Quando raggiunse Ted non poté fare a meno di guardarlo a lungo, raggiante. Entrambi i ragazzi si dovettero concentrare per prestare attenzione al mago che li stava sposando tanto grande era la loro contentezza. Non prestavano attenzione a nessuno, esistevano solo loro due e quel fastidioso mago che pronunciava parole che non capivano. Confusi, sbagliarono più volte qualche passo, qualche gesto, ma parevano non accorgersene. Volevano che quello stupido mago finisse di borbottare parole, volevano vivere il loro matrimonio, non sentire delle parole prive di senso.

<< Vuoi tu, Ted, prendere Andromeda Hesper come moglie? >>

<< Sì >> Ted non poté trattenersi dal ridacchiare mentre esprimeva il suo consenso e i suoi occhi si posavano su quelli, incantevoli, della sua promessa sposa.

<< E vuoi tu, Andromeda Hesper, prendere T…? >>

<< Sì! >> esclamò Andromeda, ben prima che il mago potesse completare da formula come da rito. Al diavolo le formalità, perché mai doveva essere lì in quel momento se non per sposare quel ragazzo che le stava di fronte?

<< Dunque io vi dichiaro uniti per sempre >>.

Ted quasi saltò addosso ad Andromeda, baciandola con trasporto, mentre lei si stringeva a lui e il mago –di cui si erano già dimenticati l’esistenza- levò la bacchetta sopra le loro teste e diede via ad una pioggia di stelle argentate.

<< Ti amo, ‘Dromeda >> le sussurrò poi Ted, mentre lei non voleva saperne di separarsi da lui.

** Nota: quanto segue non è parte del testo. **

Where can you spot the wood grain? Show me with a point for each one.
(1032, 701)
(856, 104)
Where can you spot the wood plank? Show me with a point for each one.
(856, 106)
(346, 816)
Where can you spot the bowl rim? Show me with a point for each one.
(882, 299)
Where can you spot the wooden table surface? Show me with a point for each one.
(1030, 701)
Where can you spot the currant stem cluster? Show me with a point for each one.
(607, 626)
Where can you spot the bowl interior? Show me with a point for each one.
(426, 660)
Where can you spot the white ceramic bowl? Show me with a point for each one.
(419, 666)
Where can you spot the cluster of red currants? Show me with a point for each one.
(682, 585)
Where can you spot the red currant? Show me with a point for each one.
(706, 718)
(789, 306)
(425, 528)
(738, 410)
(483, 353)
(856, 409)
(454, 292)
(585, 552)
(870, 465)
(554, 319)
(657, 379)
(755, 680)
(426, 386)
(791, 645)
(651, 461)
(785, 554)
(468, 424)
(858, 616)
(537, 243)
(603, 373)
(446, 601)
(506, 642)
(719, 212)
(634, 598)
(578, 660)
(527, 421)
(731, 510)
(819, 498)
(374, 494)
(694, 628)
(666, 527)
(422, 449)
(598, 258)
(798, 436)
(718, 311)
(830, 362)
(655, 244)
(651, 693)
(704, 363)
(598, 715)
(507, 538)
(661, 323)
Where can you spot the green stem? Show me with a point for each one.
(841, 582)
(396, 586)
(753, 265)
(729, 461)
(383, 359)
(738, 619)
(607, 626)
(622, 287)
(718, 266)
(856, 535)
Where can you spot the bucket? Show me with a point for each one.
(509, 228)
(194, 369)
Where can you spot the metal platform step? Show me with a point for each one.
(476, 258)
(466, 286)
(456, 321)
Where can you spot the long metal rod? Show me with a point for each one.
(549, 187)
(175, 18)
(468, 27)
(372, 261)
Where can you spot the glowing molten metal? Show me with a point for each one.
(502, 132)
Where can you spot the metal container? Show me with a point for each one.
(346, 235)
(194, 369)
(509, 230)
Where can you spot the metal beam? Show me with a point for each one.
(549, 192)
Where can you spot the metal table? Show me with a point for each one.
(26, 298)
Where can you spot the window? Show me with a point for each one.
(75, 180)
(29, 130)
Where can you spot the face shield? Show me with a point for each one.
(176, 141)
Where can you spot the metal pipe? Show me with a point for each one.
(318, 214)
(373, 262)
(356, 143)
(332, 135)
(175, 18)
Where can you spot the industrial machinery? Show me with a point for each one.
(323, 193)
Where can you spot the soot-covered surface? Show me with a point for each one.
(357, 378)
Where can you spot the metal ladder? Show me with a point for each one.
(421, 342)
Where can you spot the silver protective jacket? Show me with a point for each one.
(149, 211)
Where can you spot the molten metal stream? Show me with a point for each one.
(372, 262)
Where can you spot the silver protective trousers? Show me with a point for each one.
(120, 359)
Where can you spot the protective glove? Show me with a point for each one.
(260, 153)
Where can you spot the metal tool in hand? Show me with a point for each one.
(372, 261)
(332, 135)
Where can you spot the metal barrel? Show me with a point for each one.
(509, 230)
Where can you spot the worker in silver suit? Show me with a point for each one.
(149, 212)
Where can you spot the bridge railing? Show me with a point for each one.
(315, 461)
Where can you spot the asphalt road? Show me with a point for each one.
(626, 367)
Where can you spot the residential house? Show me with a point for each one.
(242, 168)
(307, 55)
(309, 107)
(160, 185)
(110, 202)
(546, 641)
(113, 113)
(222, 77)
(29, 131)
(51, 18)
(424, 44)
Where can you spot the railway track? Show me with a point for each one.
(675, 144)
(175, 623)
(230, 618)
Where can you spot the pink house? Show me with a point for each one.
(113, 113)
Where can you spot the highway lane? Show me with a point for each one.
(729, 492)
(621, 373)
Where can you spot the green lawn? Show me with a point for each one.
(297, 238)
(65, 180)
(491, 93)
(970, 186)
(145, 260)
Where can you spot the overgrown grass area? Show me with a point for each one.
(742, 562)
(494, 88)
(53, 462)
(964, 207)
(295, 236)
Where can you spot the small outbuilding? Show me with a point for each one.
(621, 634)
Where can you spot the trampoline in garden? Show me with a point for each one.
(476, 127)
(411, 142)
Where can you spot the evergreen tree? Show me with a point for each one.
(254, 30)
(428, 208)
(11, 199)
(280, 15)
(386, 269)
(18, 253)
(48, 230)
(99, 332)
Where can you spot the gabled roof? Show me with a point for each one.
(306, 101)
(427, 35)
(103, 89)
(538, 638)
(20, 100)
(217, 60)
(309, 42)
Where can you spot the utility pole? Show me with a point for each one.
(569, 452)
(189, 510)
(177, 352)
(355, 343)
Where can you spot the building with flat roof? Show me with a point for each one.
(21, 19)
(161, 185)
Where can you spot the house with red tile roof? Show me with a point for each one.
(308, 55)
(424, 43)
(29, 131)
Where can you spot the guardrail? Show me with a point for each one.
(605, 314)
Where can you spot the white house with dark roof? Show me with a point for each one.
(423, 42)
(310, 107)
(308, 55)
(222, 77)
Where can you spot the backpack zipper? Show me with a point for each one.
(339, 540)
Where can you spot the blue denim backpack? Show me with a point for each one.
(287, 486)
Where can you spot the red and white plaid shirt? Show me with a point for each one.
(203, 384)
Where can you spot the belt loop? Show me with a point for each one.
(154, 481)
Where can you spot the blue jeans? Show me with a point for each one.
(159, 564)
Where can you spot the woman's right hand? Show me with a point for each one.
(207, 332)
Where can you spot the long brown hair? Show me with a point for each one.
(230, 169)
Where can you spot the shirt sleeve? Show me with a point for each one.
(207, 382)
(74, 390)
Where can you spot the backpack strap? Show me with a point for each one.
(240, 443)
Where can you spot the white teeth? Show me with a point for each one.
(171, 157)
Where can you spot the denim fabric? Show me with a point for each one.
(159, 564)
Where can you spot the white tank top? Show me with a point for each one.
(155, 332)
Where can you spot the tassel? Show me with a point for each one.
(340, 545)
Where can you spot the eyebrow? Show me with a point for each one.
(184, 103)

Aveva fatto la sua scelta ed ora era sicura che non sarebbe tornata indietro mai e poi mai, nemmeno se avesse potuto. Era quella la sua via, sapeva che il suo destino era stato quello, si rendeva conto solo ora di come sapesse già da parecchio tempo, da quando ancora non sopportava suo marito, che presto o tardi sarebbe diventata la signora Andromeda Hesper Tonks. O, più semplicemente, ‘Dromeda.

 

N.b.

Fra i segni “*” sono riportate frasi contenute nel capitolo 33 de “Harry Potter e i Doni della Morte”.
P.s. Finalmente ho front page, così non dovrò più sbattere con i codici! Un aspetto decente!